Kandydatem PiS na wiceszefa Parlamentu Europejskiego jest prof. Ryszard Legutko - poinformował w poniedziałek Jarosław Kaczyński. Ocenił, że Legutko jest poważniejszym kandydatem niż proponowany przez Zbigniewa Ziobro europoseł PiS prof. Mirosław Piotrowski.
Kaczyński powiedział w poniedziałek, że Legutko jest człowiekiem "bardzo poważnym i dobrze przygotowanym intelektualnie". "Nic nie ujmując prof. Piotrowskiemu, wydaje się kandydatem - nie chcę powiedzieć nieporównanie - ale w każdym razie poważniejszym niż pan prof. Piotrowski" - mówił.
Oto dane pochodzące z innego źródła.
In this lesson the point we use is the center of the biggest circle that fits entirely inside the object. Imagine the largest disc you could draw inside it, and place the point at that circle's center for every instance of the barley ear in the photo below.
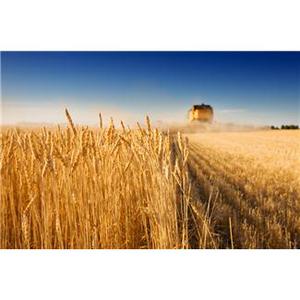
(70, 122)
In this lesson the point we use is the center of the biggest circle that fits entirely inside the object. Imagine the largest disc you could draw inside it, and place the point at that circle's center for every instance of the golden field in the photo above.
(102, 188)
(97, 188)
(251, 181)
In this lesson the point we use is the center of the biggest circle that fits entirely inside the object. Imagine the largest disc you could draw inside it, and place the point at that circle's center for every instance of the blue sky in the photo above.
(243, 87)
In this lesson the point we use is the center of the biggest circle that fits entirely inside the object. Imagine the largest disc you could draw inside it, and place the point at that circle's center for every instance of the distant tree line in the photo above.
(285, 127)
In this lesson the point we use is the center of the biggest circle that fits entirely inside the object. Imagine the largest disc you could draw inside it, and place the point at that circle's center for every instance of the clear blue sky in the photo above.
(243, 87)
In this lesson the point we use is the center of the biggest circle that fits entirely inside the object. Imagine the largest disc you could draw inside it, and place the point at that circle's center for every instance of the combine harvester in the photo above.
(200, 117)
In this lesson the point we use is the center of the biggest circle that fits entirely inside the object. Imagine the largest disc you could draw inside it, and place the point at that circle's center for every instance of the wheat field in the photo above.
(88, 188)
(113, 187)
(252, 181)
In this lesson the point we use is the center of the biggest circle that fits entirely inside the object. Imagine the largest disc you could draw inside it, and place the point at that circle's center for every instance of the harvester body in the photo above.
(201, 113)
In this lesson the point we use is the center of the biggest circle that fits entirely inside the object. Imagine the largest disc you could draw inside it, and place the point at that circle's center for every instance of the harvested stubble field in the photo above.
(88, 188)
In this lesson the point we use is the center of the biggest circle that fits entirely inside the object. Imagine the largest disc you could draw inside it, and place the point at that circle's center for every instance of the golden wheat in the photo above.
(97, 188)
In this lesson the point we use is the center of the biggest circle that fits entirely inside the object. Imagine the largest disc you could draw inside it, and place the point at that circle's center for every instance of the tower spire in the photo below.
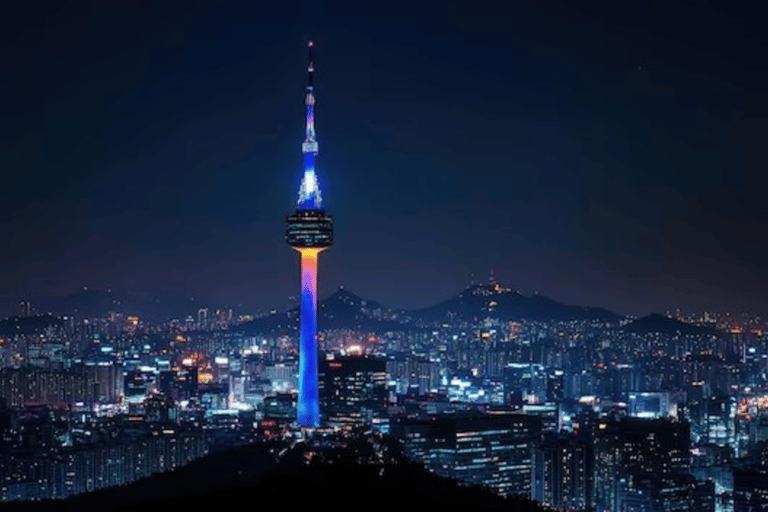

Kaczyński był też pytany czy spór o kandydata wśród polskich europosłów nie spowoduje, że zostanie nim ktoś spoza naszego kraju. "Zarówno Czesi, jak i Anglicy wyraźnie zadeklarowali, że ich partnerem jest PiS" - podkreślił w odpowiedzi.
Zbigniew Ziobro zadeklarował w niedzielę, że europosłowie Solidarnej Polski, którzy są w grupie Europejskich Konserwatystów i Reformatorów, razem z PiS mogliby poprzeć w walce o stanowisko wiceszefa Parlamentu Europejskiego europosła PiS prof. Mirosława Piotrowskiego.
W polskiej delegacji EKR są przedstawiciele PiS, ale także reprezentanci Solidarnej Polski i ci, którzy wcześniej wyszli z PiS (PJN). Zdaniem Ziobry, kandydat polskiej delegacji w EKR powinien być akceptowany przez wszystkich jej członków.
Szef PiS na poniedziałkowej konferencji prasowej podsumował sobotnią Radę Polityczną partii.
Zapowiedział wybór ścisłego kierownictwa partii - Komitetu Politycznego - na nowych zasadach. Poinformował, że podczas posiedzenia Rady Politycznej przedstawił "do rozważenia" propozycję, żeby na jej następnym posiedzeniu (które musi się odbyć według statutu nie później niż za trzy miesiące - PAP) był dokonany ponowny wybór Komitetu Politycznego "na zasadzie, że 16 kandydatów proponują województwa, tak żeby każde miało przynajmniej jednego przedstawiciela".
Poza tym, tak jak dotychczas, w skład Komitetu wchodziliby wiceprezesi, szef klubu, wicemarszałkowie Sejmu i Senatu oraz zaproponowani przez prezesa partii politycy.
"Jeśli chodzi o (wybór-PAP) szefów regionalnych, to ma być podwójna rekomendacja. Z jednej strony kolegia wojewódzkie musiałyby podpisywać rekomendacje, ale razem z planem działania kandydata na szefa, a następnie rekomendacji dokonywałbym ja" - powiedział Kaczyński. Zapewnił, że tylko w zupełnie wyjątkowych przypadkach mógłby odmówić rekomendacji.
Rada Polityczna - poinformował Kaczyński - podjęła także inicjatywę ws. udziału kobiet w życiu publicznym. Zaznaczył, że mimo przepisów o parytecie liczba kobiet w klubie PiS się zmniejszyła.
"Uznaliśmy to za pewne wyzwanie i w związku z tym doszliśmy do wniosku, że trzeba będzie powołać komisję, która będzie nad tym pracowała, także na poziomie regionalnym. W tej komisji będzie autonomiczna +grupa młodych+, tzn. pań w młodszym wieku. Będą pracowały, żeby kategoria młodych osób także miała szansę wejścia do parlamentu, bo nam się to tym razem, mimo wysiłków, nie udało" - przyznał.
Jak dowiedziała się PAP od posłów PiS, w "grupie młodych" zasiądą młode kandydatki PiS w październikowych wyborach, tzw. "aniołki Kaczyńskiego", m.in. Sylwia Ługowska i Ilona Klejnowska.
Kaczyński w poniedziałek zachwalał też wybranego w sobotę wiceprezesa PiS - Mariusza Kamińskiego. W opinii Kaczyńskiego, Kamiński ma piękny życiorys, "znacznie bogatszy niż jego poprzednik" oraz "wpisuje się w rys tożsamości PiS, który reprezentował Zbigniew Ziobro: walka o porządek w kraju, o bezpieczeństwo obywateli".
Kaczyński zapewnił też, że wybrany w sobotę do Komitetu Politycznego rzecznik PiS Adam Hofman nie został - wbrew doniesieniom niektórych mediów - w trakcie Rady "wybuczany" przez zasiadających w niej polityków.